As we listen to hours of discussions about dap through The Dap Project, we hear familiar refrains: "my dad taught me," "it's a show of respect," "it's love." Yet we gained new understanding about dap from the Sierra Leonian origins of handshakes to the prohibition of the Black Power Salute in the US military. "Dignity and Pride" remains steadfast in our expression through this nuanced and telling gesture.
The Dap
Denver Edmonds
Season One - Summer 2020
DAVID & DARNELL
This is our very first interview, and it sounds like our very first interview! We sat down with TDP Family for this one. David is Rhonda's younger brother and Darnell aka Cuzzo is, of course, Rhonda's cousin. We had some brief introductions, proceeded to pour a little wine and a little Uncle Nearest, then we sat around Rhonda's dining room table to begin our first dig into some of the fundamentals of Dap.
LES WILLIAMS
Les joined us, via Zoom, back in April to share his take on Dap. Les is a long time friend and an extraordinary business man. Most folks that know Les will label him as the guy that seems to know everyone. Les connects friends and business associates as easily as he connects Dap to the culture of Black men. Unless of course those men happen to be Clarence Thomas or Ben Carson. This chat is full of energy, laughter and keen insight on all things Dap!
SKAI SHADOW
Nearly every cool point Rhonda earned was courtesy of my Skai's instruction.
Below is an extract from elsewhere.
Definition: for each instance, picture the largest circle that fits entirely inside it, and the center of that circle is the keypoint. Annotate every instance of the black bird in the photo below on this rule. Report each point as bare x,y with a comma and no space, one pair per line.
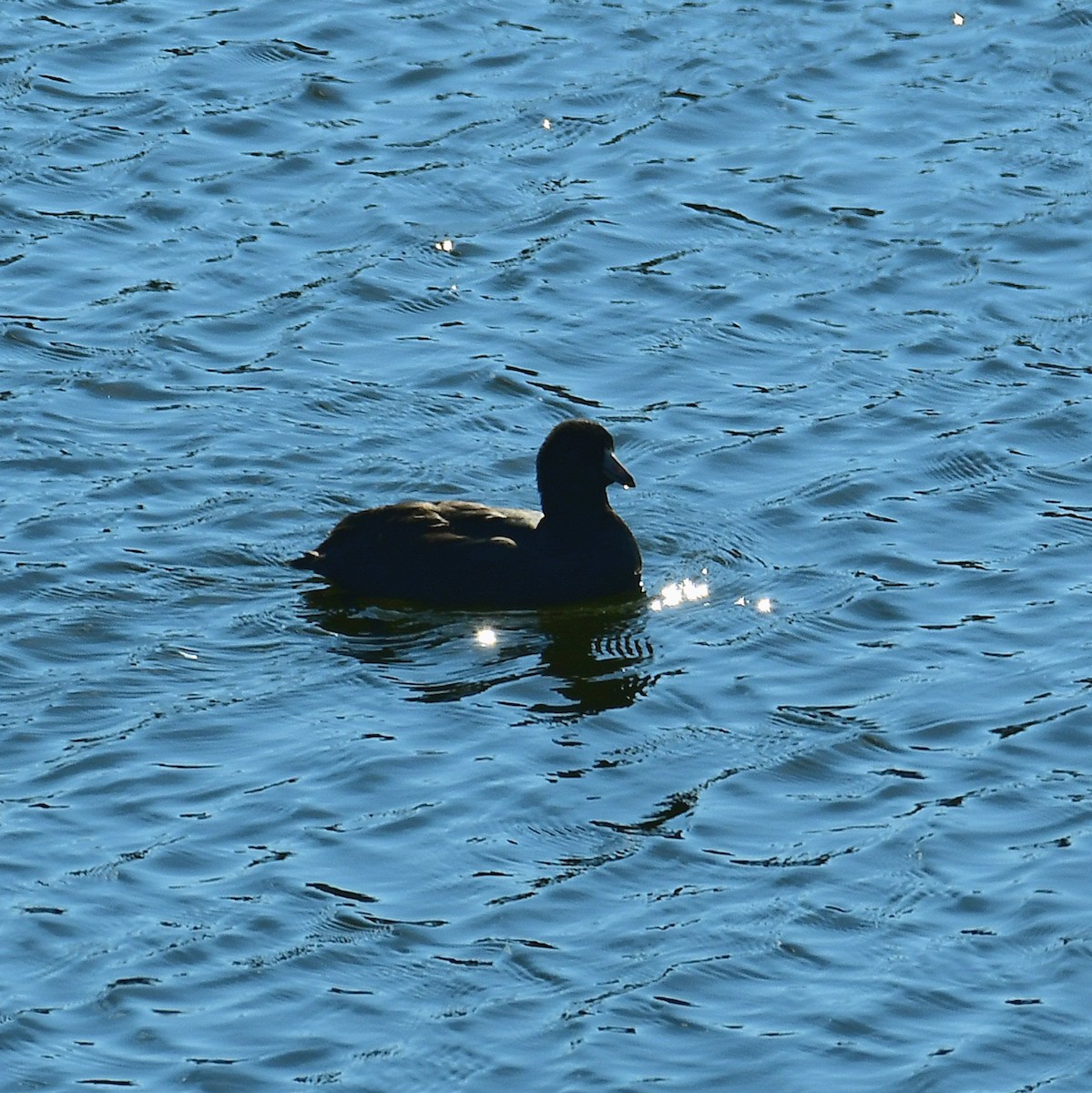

Rhonda and Skai have talked about a lot of things, but this was a special conversation. Skai shares how dap appears in multiple spaces: DC coffee shops, work at Shell Oil, and with his in-laws. Listen for the touching conversation between Skai and Aaron about giving dap to their children.
LAEL & WINFRED
Over the years, we’ve had really deep conversations with Lael and Winfred, and I knew these two would be fascinating guests. But they totally exceeded expectations! From Winfred riffing on his Uncle Anderson, to Lael talking truth about giving dap in the halls of power, this was such a great talk. You can really feel the deep friendship between these guys.
MALACHI & JASON
The conversation with friends Jason and Malachi, both recent graduates of Princeton University, was an unexpected gift to the Dap Project. They share their experience at the storied institution, “where giving dap felt like a revolutionary act.” We also hear what Jason said to Malachi that radically changed his perception of what black men can do to change the world.